The Pandoras were an American all-female garage punk band from Los Angeles, California, active from 1982 to 1991. The band is among the first handful of all-female rock bands to ever be signed to a major label. From the beginning, the band found a strong following in the Hollywood garage rock and Paisley Underground scene, making the gossip pages almost weekly. The Pandoras enjoyed strong radio support from DJ Rodney Bingenheimer. The band graduated from the garage rock sound to a more contemporary, hard rock style in later years, spawning the off-shoot band the Muffs.

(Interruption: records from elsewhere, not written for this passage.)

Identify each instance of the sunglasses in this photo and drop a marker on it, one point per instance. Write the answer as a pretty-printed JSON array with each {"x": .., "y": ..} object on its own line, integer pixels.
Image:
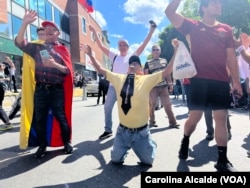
[{"x": 156, "y": 49}]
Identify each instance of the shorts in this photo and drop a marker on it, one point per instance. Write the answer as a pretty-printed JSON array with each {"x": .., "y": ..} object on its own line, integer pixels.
[{"x": 206, "y": 93}]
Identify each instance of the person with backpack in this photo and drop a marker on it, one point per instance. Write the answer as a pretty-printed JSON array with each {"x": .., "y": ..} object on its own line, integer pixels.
[
  {"x": 12, "y": 73},
  {"x": 119, "y": 65}
]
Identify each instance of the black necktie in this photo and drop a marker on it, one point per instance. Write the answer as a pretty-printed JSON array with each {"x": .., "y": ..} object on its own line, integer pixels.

The Pandoras founder/singer/guitarist/songwriter, Paula Pierce, died of a brain aneurysm on August 10, 1991, at the age of 31. The Muffs frontwoman and founder Kim Shattuck, who played bass in the Pandoras from 1985 to 1990, appeared as lead singer and guitarist of the reunited Pandoras with bandmate Melanie Vammen, (longtime Pandora and co-founder of The Muffs) until Shattuck died of complications from ALS on October 2, 2019, aged 56. In 2025, other members who recorded It’s About Time with Paula Pierce, Gwynne Kahn, Bambi Conway, and Casey Gomez—reunited as “The Original Pandoras” and all three are pictured on the album cover but quit or were replaced before Pierce toured with the album "Its About Time" with Melanie Vammen, Karen Blankfeld, and Julie Patchouli who replaced the original members.